Wolfram|Alpha launched earlier this year to a large and ridiculous speculation that it was a “Google killer”. Wolfram|Alpha is not a Google killer; it can’t do many of the things Google can do. On the other hand, it can do many things Google can’t, from provide specific date weather information, to answering algebra questions, to telling me the calories and Vitamin A in my morning smoothie. (To get an idea of what W|A can do, visit the site and search for september 19 2003 denver co.) Having Wolfram|Alpha’s capabilities teamed up with Bing’s Web searchiness sounds like a great idea to me.
So how do these two engines fit together? I found that Wolfram|Alpha was in evidence when I entered appropriate queries.

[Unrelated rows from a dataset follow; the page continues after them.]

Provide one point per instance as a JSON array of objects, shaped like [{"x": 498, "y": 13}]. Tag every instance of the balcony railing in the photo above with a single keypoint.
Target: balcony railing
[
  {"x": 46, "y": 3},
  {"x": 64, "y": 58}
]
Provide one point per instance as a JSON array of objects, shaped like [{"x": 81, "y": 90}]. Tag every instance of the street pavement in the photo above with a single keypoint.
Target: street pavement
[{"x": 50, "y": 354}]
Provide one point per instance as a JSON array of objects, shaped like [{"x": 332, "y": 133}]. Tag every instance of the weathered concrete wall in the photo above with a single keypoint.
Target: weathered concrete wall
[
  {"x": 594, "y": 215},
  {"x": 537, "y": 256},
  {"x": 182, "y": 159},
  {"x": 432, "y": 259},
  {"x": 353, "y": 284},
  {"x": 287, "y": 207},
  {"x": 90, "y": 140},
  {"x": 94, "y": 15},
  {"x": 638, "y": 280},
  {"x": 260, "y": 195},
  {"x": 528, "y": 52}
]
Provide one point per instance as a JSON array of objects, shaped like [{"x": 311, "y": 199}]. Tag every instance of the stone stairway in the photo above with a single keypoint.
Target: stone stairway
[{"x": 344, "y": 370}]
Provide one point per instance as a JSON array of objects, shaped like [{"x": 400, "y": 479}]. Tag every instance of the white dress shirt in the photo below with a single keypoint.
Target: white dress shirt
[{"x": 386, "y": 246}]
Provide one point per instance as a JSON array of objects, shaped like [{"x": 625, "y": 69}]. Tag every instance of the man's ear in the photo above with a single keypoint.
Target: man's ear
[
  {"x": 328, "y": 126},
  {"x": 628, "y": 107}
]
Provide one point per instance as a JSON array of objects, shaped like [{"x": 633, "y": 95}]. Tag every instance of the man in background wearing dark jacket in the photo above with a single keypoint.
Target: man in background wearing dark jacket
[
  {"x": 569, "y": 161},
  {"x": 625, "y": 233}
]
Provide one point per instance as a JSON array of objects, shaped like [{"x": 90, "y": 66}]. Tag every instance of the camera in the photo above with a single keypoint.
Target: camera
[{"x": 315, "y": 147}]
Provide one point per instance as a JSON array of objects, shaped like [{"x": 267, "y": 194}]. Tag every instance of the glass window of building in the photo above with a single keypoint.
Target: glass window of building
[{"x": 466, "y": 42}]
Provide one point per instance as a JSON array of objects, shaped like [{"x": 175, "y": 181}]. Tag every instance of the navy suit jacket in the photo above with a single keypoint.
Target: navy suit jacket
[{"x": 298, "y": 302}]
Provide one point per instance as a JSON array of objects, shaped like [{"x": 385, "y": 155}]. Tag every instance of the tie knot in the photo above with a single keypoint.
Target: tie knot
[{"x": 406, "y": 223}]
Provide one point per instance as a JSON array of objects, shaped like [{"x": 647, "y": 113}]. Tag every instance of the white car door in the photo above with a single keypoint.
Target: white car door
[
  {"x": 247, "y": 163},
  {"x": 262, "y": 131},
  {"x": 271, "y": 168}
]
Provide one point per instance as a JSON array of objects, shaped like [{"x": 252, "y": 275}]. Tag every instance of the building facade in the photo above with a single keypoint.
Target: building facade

For example, if I do a search for 2y + 3 = 11, I’ll get a “Calculation” result at the top of the page. (Though I’m not 100% certain that this is Wolfram|Alphra at work as it does not have a Wolfram|Alpha designation on it.) The Bing announcement blog also shows how to get information on BMI, nutrition, and complex math functions.
This isn’t going to take the place of using Wolfram|Alpha directly, I don’t think — there are too many ambiguous queries that can give me great results on W|A that might confuse Bing (see september 19 2003 denver co as an example.) On the other hand, what a smart move by Bing: this goes a step beyond the “reference” that you might get ala Wikipedia and into calculation. And it gets Wolfram|Alpha out in front of more people, which it deserves; it’s a nifty fact engine.